Ortiz Franklin has said that those closest to the classroom and all stakeholders should be surveyed, and LAUSD should at least find a way to pair up those teachers who are willing to return now with the high-needs kids desperate to return. A UTLA survey last week showed that about 35% of teachers are happy to return to campus. 

Ortiz Franklin, who previously worked as a special education attorney, added that it was unconscionable that LAUSD had not found a way to assess the thousands of kids in limbo needing to be evaluated for their Individualized Education Programs. 

While UTLA and LAUSD recently struck an agreement to allow its employees to conduct assessments on a voluntary basis, most parents are still waiting, and UTLA has yet to allow its members to provide federally mandated special education services such as speech and occupational therapy in person. (UTLA’s president said on Friday that will change soon -- too late for the 75% of kids who have regressed in some cases to the point of self harm.)  

As Speak UP Founder and CEO Katie Braude told The New York Times, all of this is “ironic” given the fact that LAUSD has taken unprecedented steps to allow campuses to safely reopen, including universal COVID testing for everyone who steps foot on campus, upgraded HVAC systems with the equivalent of N95 filters, electrostatic cleaning, PPE and social distancing in a hybrid model with fewer students on campus at once.  

“The district has really gone out of its way on that front and they’re still not able to get kids back on campus who really need to be on campus,” Braude told The New York Times, adding that “these kids are all losing out, and these are the kids who are already falling behind.”
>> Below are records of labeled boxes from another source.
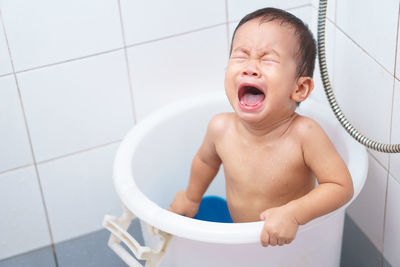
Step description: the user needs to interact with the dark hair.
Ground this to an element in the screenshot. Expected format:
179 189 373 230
229 7 316 77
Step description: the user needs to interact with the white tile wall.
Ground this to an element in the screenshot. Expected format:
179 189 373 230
390 80 400 182
0 75 33 172
0 13 12 75
228 0 310 22
128 25 228 120
395 17 400 79
121 0 226 45
334 24 394 168
336 0 399 73
383 176 400 266
2 0 123 71
0 167 51 260
311 0 337 22
38 144 122 242
18 51 133 161
308 7 336 107
347 155 387 252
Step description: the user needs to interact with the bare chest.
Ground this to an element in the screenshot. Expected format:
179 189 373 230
218 137 313 196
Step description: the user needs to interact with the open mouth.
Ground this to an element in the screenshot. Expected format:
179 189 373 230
238 85 265 110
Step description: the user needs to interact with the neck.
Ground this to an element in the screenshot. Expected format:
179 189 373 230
239 112 298 141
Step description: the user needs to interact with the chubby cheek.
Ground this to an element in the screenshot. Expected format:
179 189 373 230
224 68 236 104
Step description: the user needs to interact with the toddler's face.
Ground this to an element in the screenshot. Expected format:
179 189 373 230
225 19 298 123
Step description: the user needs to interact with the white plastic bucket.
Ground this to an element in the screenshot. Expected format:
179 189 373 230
104 93 368 267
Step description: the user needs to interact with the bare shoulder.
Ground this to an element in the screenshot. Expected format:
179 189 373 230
292 115 326 139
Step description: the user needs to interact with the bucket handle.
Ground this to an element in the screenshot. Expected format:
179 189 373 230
103 205 172 267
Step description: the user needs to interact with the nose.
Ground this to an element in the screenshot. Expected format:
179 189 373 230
242 62 261 78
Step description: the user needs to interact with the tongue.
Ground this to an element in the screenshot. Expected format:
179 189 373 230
242 93 265 106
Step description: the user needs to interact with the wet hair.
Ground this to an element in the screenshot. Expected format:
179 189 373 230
229 7 317 77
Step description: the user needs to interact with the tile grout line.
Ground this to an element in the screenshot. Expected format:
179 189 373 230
367 148 388 171
225 0 231 54
382 1 400 266
0 139 122 176
117 0 137 125
126 22 226 48
0 13 58 266
37 139 122 165
15 47 123 74
10 22 226 78
311 5 400 81
0 163 33 176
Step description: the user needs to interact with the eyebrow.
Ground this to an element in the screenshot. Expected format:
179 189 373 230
232 47 281 57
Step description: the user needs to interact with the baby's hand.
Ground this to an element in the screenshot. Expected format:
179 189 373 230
260 206 299 247
168 190 200 218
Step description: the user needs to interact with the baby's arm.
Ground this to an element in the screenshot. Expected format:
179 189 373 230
261 117 353 246
168 115 223 217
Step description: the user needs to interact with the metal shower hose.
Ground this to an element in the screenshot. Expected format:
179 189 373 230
318 0 400 153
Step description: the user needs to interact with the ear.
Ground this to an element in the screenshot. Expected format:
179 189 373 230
290 77 314 102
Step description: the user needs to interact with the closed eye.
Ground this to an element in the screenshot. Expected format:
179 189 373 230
261 58 279 63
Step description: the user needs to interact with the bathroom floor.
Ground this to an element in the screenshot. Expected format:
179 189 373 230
0 215 391 267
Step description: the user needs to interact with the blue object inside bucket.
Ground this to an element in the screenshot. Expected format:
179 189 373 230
194 196 233 223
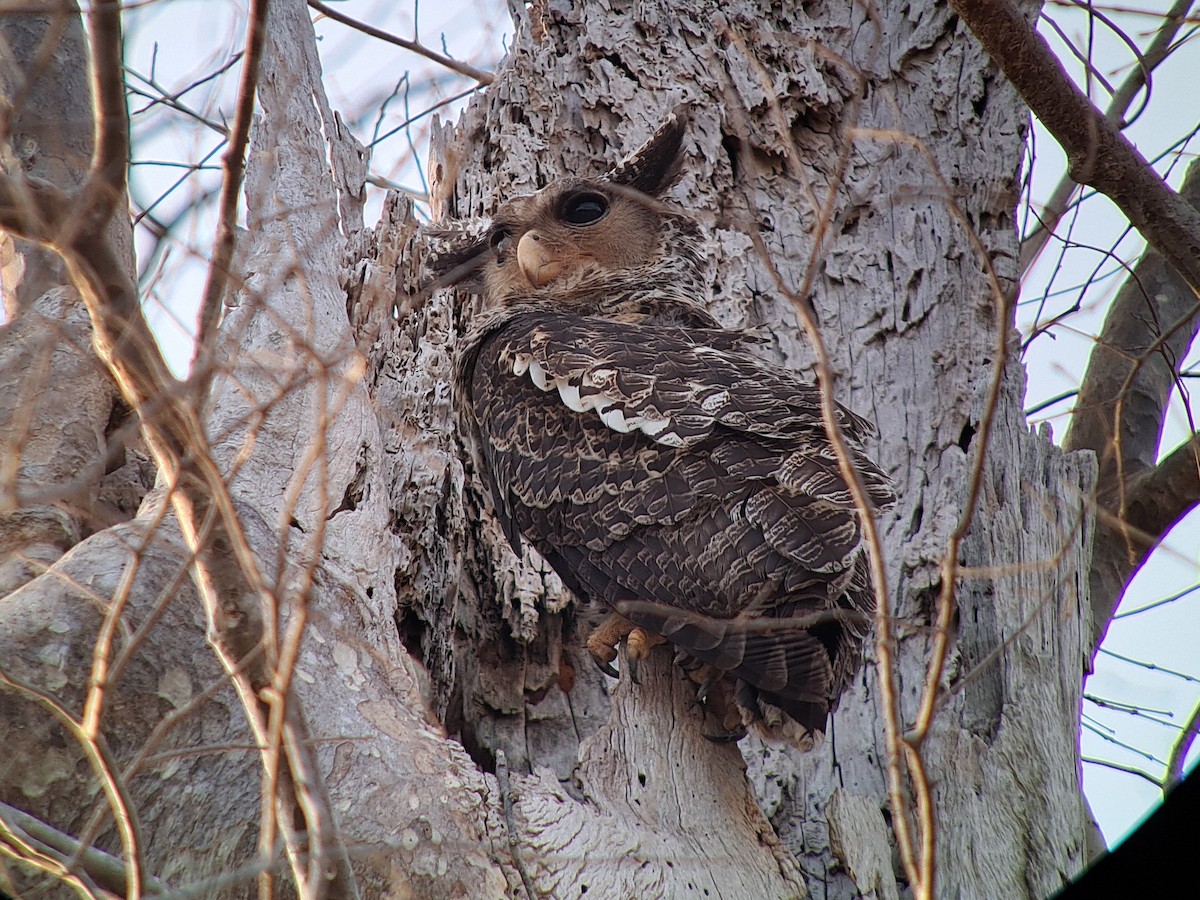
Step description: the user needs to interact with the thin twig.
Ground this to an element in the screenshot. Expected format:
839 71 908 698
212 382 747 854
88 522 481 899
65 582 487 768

So far, two-thirds of the elementary schools that have received reopening waivers have been private schools, even though the intention was to help low-income kids. 

“This exacerbates existing inequities because families of means increasingly have the choice to send their children to school in person or get them the help they need,” Braude said. 

As a result, Los Angeles County last week dropped the requirement that employee unions write a letter of support as a condition for applying for waivers. Nevertheless, LAUSD cannot move forward with its current UTLA agreement in place, and UTLA is showing no signs of budging.